Total daily profit in April = ($500 * 12) + ($1200 * 9) + ($1000 * 12)
= $6,000 + $10,800 + $12,000
= $28,800

Therefore, the total daily profit from all three plants in April was $28,800.

To calculate AB, we need to perform matrix multiplication. Here are the steps:

Step 1: Create matrices A and B based on the given information:
Matrix A:
Model X Model Y Model Z
Plant A 12 10 0
Plant B 4 4 20
Plant C 8 9 12

Matrix B:
March April
Model X $1000 $500
Model Y $2000 $1200
Model Z $1500 $1000

Step 2: To calculate AB, multiply each element in each row of matrix A with the corresponding element in each column of matrix B, then take the sum of these products. The resulting matrix will be the same size as matrix A, with the rows representing the plants and the columns representing the months.

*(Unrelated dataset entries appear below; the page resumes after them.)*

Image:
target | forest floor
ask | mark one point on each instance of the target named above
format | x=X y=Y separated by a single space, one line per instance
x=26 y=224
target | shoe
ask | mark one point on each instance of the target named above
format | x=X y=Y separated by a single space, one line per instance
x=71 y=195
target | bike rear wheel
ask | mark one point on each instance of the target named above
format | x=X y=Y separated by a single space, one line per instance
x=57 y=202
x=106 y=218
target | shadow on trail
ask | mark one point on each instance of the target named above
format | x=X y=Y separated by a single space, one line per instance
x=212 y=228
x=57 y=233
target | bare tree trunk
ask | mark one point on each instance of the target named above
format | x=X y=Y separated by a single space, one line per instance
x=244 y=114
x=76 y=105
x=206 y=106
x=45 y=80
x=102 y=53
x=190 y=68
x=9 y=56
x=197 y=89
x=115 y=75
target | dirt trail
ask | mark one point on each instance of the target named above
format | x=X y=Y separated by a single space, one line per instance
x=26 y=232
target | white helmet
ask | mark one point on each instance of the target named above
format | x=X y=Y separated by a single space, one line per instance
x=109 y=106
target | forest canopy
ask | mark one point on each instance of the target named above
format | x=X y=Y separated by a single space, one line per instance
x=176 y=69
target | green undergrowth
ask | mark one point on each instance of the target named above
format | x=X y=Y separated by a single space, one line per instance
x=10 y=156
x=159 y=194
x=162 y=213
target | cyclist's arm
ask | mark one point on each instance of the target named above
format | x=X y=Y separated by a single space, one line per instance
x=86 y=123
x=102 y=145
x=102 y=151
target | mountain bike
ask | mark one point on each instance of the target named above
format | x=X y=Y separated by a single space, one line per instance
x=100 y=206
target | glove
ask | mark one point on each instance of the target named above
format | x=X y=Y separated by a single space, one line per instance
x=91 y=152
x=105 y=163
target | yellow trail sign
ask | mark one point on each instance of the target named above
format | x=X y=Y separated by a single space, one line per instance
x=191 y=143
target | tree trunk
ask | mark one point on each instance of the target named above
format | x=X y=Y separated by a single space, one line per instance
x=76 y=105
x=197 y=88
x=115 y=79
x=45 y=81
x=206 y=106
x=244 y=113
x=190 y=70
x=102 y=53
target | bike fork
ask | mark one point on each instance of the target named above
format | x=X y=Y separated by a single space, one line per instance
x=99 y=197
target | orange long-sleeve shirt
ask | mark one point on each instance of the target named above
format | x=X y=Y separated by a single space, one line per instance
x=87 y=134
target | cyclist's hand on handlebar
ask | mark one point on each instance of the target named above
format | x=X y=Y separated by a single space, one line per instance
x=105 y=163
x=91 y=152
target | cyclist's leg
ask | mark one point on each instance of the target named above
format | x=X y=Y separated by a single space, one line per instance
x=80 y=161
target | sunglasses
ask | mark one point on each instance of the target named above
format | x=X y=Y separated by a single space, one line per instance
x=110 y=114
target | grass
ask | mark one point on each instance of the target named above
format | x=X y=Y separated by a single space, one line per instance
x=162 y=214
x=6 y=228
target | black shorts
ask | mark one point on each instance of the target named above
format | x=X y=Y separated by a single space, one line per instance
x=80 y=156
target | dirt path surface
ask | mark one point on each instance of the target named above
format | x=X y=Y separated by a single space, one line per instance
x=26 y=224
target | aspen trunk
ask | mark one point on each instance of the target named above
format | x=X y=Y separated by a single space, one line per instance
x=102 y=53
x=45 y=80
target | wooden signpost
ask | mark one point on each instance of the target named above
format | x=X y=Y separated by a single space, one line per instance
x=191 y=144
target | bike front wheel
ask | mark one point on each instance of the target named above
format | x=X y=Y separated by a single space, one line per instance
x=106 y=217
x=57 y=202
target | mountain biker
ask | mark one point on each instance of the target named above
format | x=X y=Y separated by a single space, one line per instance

AB = [ (12 * $1000) + (10 * $2000) + (0 * $1500) (12 * $500) + (10 * $1200) + (0 * $1000)
(4 * $1000) + (4 * $2000) + (20 * $1500) (4 * $500) + (4 * $1200) + (20 * $1000)
(8 * $1000) + (9 * $2000) + (12 * $1500) (8 * $500) + (9 * $1200) + (12 * $1000) ]

Simplifying the expression, we get:

AB = [ 47000 18500
31000 19500
51000 22000 ]

So, the resulting matrix AB is:
March April
Plant A $47,000 $18,500
Plant B $31,000 $19,500
Plant C $51,000 $22,000

To calculate the daily profit in March from plant B, we look at the corresponding value in the matrix B. From the given information, the daily profit of Model Z in March from plant B is $1500. Therefore, the daily profit in March from plant B is $1500.

To calculate the total daily profit in April (from all three plants), we sum up the values in the right column of matrix AB. From the given information, the daily profits in April from plant A, plant B, and plant C are $18,500, $19,500, and $22,000 respectively.

Total daily profit in April = $18,500 + $19,500 + $22,000 = $60,000.

Therefore, the total daily profit in April (from all three plants) is $60,000.